Jellyband’s inn, The Fisherman’s Rest, may serve a symbolic function. Readers may choose to view the Scarlet Pimpernel as a “fisherman” who “catches” those aristocrats from the turbulent “seas” of the Reign of Terror. Jellyband is, in and of himself, a symbolic embodiment of the British pride that animates the Pimpernel’s heroics: we are told he is representative of “every self-respecting innkeeper in Great Britain” (p. 18). Of course, Jellyband’s patriotism is not without its darker side (as discussed in the Analysis). He and his inn can thus symbolize the best and the worst of national pride.
The arrangement of Marguerite and Sir Percy’s chambers symbolizes in a physical way their emotional relationship—or, at least in the novel’s earlier portion, their lack thereof. We learn that Percy and Marguerite occupy separate chambers in Richmond, their elegant Tudor home, “well divided from each other by the whole width of the house, as far apart as their own lives had become” (p. 122). Furthermore, the sparse and neat interior arrangement of Sir Percy’s rooms corresponds to the strict, discreet way he has arranged to conceal his true activities from the general public, as well as his wife.

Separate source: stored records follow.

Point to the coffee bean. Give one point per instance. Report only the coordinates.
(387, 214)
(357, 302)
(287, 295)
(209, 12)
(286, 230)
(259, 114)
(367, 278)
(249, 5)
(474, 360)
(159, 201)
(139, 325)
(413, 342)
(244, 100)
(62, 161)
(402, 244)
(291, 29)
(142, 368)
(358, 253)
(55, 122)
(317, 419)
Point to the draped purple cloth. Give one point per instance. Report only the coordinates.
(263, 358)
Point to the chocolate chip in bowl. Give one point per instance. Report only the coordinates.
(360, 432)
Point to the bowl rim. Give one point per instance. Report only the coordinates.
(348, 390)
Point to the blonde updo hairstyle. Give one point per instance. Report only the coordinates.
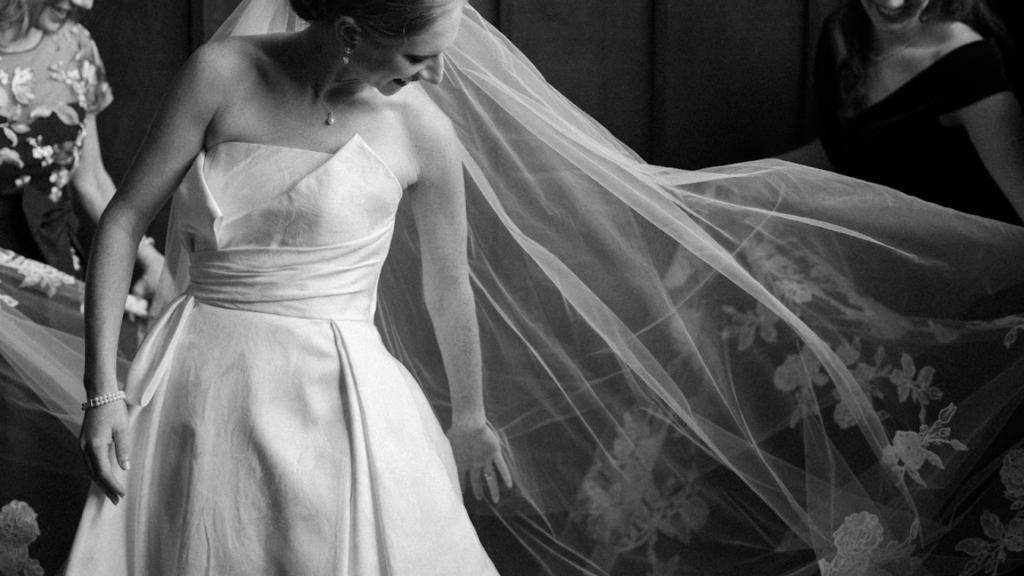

Masks and disguises are another dominant metaphor in the novel, mainly in the fact that the Scarlet Pimpernel adopts various disguises—an old woman driving a cart; Benjamin Rosenbaum the Jew; and the foppish, foolish Sir Percy—in order to accomplish his real work. Even when he is ostensibly unmasked, he is masked. In Chapter XVI, for example, we see he is able to don a mask without benefit of literal, physical costume. “The lazy, good-natured face looked strangely altered,” for example, when Marguerite pleads the love of her brother (p. 126); “Sir Percy’s face had become a shade more pale; and the look of determination and obstinancy appeared more marked than ever between his eyes” (p. 129)—the shift in his countenance as he resolves, within himself, to protect Armand. Even the couple’s approach to Richmond has to do with “masking”: the semi-darkness of the night “masks” (not Orczy’s word, but true nevertheless) the way Marguerite usually sees her husband—Percy’s “face in the moonlight looked singularly earnest, and recalled to Marguerite’s aching heart those happy days of courtship, before he had become the lazy nincompoop, the effete fop, whose life seemed spent in card and supper rooms” (p. 121). Even the way Percy drives the bay horses can be seen as a “slippage” of his mask, telegraphing to attentive readers a hint of his truly adventurous spirit: “To-night he seemed to have a very devil in his fingers, and the coach seemed to fly along the road, beside the river” (p. 120).